Qui dit agriculture, dit nécessité des eaux
LE secteur agricole bénéficie, logiquement, d’un intérêt majeur et accru de la part des autorités concernées dans la mesure où l’agriculture constitue un volet essentiel de la dynamique économique en Tunisie grâce à des encouragements continus en faveur de tous les agriculteurs, sans exception et plus particulièrement au profit des petits cultivateurs.

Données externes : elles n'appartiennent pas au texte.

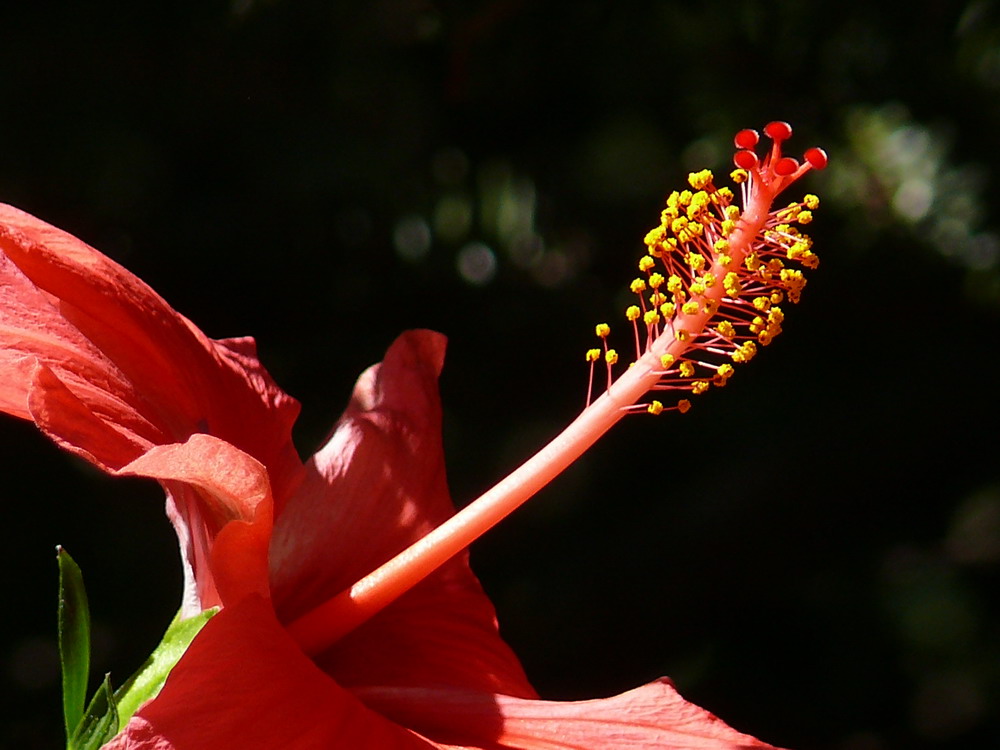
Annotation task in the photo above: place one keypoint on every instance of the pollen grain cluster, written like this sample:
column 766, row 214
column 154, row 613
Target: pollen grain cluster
column 718, row 273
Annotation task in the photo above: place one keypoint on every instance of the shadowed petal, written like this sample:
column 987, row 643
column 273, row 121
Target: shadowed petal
column 651, row 716
column 125, row 354
column 243, row 683
column 377, row 486
column 235, row 519
column 108, row 370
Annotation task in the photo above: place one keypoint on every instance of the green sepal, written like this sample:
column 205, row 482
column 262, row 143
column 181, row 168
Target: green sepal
column 100, row 722
column 74, row 640
column 149, row 678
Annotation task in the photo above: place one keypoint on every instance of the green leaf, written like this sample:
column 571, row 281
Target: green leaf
column 74, row 640
column 100, row 722
column 148, row 680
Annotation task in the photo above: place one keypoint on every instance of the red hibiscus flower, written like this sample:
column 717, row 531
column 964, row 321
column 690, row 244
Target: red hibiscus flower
column 109, row 371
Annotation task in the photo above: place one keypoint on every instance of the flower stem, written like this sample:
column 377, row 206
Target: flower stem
column 667, row 343
column 317, row 630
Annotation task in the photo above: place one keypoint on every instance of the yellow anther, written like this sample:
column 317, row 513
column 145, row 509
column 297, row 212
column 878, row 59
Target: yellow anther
column 700, row 180
column 726, row 328
column 696, row 261
column 796, row 251
column 744, row 352
column 654, row 236
column 731, row 283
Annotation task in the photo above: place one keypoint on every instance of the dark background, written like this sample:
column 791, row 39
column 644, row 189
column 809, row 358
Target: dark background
column 813, row 552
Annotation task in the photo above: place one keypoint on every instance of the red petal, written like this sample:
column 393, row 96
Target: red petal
column 651, row 716
column 138, row 366
column 243, row 683
column 108, row 369
column 376, row 487
column 235, row 512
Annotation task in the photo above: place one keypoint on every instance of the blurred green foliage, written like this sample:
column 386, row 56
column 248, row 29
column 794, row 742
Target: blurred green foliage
column 813, row 553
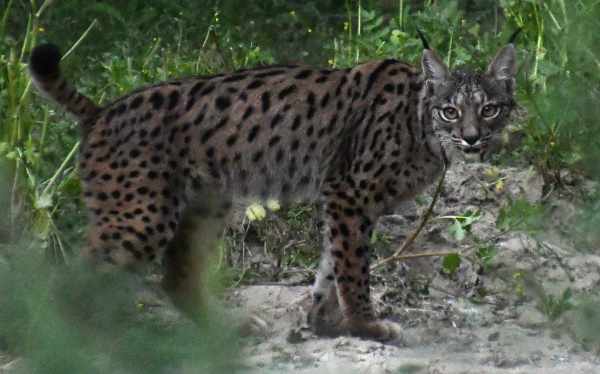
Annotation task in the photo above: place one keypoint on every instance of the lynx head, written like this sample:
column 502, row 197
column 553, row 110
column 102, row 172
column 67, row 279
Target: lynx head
column 467, row 108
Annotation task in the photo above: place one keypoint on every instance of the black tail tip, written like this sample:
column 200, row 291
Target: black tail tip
column 45, row 60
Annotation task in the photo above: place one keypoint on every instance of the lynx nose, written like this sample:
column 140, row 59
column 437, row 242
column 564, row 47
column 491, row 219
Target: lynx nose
column 471, row 139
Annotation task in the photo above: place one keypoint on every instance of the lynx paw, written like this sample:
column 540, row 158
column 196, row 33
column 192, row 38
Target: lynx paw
column 379, row 330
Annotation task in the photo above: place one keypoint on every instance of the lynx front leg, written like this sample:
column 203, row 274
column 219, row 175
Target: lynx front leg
column 345, row 269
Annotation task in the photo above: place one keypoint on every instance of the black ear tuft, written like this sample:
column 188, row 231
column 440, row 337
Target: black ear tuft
column 44, row 61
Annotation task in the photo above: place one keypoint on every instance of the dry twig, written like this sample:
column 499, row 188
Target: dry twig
column 397, row 256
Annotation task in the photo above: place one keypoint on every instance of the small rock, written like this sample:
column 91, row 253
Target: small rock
column 531, row 318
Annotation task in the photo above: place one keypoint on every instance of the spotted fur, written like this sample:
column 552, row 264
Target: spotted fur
column 161, row 165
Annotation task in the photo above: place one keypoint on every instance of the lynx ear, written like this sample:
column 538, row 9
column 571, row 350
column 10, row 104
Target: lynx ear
column 504, row 65
column 433, row 67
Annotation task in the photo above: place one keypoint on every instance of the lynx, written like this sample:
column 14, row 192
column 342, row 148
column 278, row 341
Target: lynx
column 163, row 164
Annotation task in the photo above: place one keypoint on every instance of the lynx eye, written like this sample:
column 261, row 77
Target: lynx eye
column 490, row 110
column 449, row 114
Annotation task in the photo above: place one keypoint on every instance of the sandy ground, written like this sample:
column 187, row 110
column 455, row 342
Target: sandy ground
column 445, row 331
column 476, row 321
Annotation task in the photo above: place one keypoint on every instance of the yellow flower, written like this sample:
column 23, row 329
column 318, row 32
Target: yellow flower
column 256, row 212
column 273, row 205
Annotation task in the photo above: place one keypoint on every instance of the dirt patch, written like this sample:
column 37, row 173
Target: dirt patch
column 481, row 319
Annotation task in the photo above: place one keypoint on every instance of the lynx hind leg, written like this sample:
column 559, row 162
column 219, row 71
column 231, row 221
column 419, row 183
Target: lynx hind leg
column 325, row 314
column 190, row 251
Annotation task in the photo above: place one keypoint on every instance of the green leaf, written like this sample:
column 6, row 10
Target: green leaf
column 451, row 263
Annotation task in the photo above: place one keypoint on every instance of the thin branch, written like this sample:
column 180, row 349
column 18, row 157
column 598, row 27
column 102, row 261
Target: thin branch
column 397, row 256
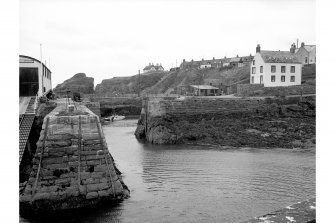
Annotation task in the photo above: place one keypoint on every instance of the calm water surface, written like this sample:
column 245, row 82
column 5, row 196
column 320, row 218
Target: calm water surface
column 200, row 184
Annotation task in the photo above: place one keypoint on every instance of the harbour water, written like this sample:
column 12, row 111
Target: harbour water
column 184, row 183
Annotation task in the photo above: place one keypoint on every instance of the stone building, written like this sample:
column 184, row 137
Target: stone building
column 217, row 63
column 151, row 67
column 275, row 68
column 35, row 77
column 306, row 54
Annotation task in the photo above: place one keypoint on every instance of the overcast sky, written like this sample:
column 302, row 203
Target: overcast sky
column 105, row 38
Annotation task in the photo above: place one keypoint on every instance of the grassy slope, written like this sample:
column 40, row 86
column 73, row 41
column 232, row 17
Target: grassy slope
column 127, row 85
column 194, row 76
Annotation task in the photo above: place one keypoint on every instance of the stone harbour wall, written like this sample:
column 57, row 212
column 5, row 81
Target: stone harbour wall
column 249, row 90
column 72, row 167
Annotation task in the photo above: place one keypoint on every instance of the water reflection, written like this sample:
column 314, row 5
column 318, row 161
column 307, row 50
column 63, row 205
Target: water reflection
column 200, row 184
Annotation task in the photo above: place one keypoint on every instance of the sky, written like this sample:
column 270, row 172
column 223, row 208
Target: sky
column 110, row 38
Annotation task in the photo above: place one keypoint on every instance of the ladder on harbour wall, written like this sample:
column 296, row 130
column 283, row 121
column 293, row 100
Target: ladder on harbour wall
column 26, row 122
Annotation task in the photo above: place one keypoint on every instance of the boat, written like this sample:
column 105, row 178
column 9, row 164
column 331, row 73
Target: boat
column 114, row 118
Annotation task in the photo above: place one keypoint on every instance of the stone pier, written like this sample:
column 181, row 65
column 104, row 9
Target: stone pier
column 72, row 167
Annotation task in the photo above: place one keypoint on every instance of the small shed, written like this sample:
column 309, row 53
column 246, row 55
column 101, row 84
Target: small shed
column 205, row 90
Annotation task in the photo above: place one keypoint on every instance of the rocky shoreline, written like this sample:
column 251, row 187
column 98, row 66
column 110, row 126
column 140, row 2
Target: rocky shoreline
column 279, row 125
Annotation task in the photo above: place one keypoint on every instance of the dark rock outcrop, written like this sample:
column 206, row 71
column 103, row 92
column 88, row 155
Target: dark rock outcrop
column 78, row 83
column 269, row 126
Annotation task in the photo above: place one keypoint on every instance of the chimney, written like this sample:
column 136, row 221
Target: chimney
column 293, row 47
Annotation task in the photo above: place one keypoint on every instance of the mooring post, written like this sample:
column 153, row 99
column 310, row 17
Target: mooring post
column 104, row 150
column 41, row 157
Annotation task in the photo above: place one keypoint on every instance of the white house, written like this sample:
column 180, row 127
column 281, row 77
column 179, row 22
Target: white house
column 306, row 54
column 275, row 68
column 35, row 77
column 151, row 67
column 205, row 65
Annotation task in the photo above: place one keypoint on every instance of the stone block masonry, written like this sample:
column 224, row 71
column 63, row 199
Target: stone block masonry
column 72, row 167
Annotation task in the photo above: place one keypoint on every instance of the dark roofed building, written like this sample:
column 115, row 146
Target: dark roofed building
column 279, row 57
column 306, row 54
column 151, row 67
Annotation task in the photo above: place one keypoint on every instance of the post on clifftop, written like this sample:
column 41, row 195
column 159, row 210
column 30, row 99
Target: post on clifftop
column 139, row 83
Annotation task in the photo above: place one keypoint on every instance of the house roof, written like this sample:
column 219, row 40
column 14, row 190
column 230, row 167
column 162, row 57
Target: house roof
column 309, row 48
column 153, row 66
column 32, row 58
column 201, row 87
column 278, row 57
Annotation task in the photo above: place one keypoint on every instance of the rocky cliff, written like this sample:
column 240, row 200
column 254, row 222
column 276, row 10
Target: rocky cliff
column 269, row 123
column 78, row 83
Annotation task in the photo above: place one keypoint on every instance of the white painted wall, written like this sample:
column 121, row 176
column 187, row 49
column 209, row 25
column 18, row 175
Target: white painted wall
column 302, row 53
column 27, row 62
column 202, row 66
column 267, row 73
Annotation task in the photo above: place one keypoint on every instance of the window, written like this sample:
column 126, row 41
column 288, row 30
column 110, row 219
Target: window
column 253, row 70
column 283, row 69
column 282, row 78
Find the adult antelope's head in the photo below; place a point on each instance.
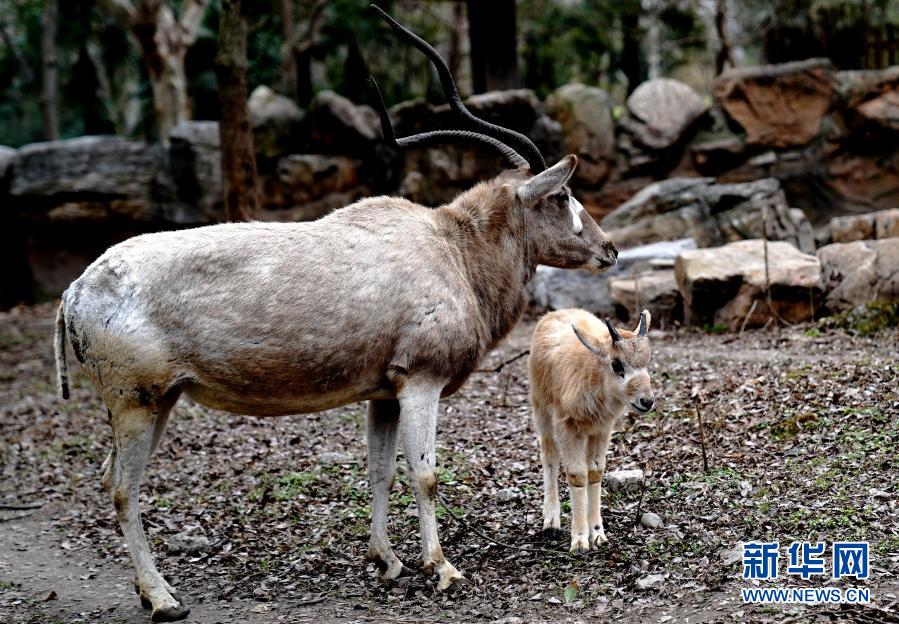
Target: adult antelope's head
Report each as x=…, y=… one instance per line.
x=564, y=235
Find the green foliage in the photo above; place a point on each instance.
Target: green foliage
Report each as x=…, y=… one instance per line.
x=569, y=42
x=865, y=320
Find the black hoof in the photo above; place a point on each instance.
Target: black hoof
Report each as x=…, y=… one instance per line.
x=458, y=586
x=170, y=614
x=552, y=534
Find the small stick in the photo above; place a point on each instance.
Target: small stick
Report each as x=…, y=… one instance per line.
x=21, y=506
x=771, y=309
x=705, y=459
x=468, y=527
x=755, y=302
x=506, y=389
x=642, y=492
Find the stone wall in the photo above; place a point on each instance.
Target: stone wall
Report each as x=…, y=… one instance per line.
x=791, y=145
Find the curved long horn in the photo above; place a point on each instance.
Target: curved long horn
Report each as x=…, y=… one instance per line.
x=516, y=140
x=612, y=331
x=642, y=327
x=438, y=136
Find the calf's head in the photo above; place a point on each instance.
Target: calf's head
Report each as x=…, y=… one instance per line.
x=626, y=362
x=564, y=234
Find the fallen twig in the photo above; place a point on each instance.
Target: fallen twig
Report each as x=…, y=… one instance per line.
x=755, y=302
x=705, y=459
x=555, y=553
x=21, y=506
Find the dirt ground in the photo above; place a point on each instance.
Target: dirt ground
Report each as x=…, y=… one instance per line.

C’est donc dans ce sens que le Chef de l’Etat a donné ses instructions, en recevant mardi le ministre de l’Agriculture, des Ressources hydriques et de la Pêche, afin de poursuivre le soutien aux petits agriculteurs, surtout que l’on prévoit une récolte exceptionnelle des divers produits grâce aux pluies bénéfiques suite à une sécheresse qui a trop duré.
L’accent a été mis, également, sur la sauvegarde des ressources hydriques en procédant à un entretien systématique des barrages et à la création optimale de lacs collinaires afin de parvenir à une situation d’irrigation positive, condition sine qua non pour obtenir les meilleurs résultats concernant la récolte des différents produits.
Il faut dire que les ressources en eau pâtissent énormément de certains facteurs, dont notamment la sécheresse, la surexploitation des nappes phréatiques ainsi que le faible niveau des barrages, sans oublier l’exigence d’accorder une sollicitude particulière aux volets du dessalement d’eau de mer et de la réutilisation des eaux usées qui représentent des éléments cruciaux pour l’avenir.
En effet, la Tunisie souffre d’une certaine pénurie à caractère structurel, d’où l’importance de valoriser les eaux des nappes phréatiques et profondes qui sont, pourtant, non renouvelables, sachant que l’agriculture consomme pas moins de 80% de l’eau disponible, alors que le manque de ressources en eau est la cause des baisses, parfois dramatiques, de production, notamment les céréales.
En résumé, les responsables sont appelés à trouver les solutions adéquates aux difficultés qui se posent et qui sont dues au changement climatique, à la récurrence des périodes de sécheresse, à la surexploitation des nappes phréatiques et à la salinité élevée des eaux souterraines dans plusieurs régions.
On enregistre, par ailleurs, l’appel pour la coordination entre les structures en vue d’accélérer le traitement des difficultés et de garantir une circulation fluide de l’information dans la mesure où la fiabilité des données et des indicateurs constitue un puissant levier quant à la planification efficace et aux interventions pertinentes pour renforcer les principes de la transparence.
En un mot, il est indéniable que le secteur agricole, dans toutes ses composantes, constitue une partie intégrante de la sécurité nationale, dans la mesure où il contribue d’une manière indiscutable à la garantie de la sécurité alimentaire.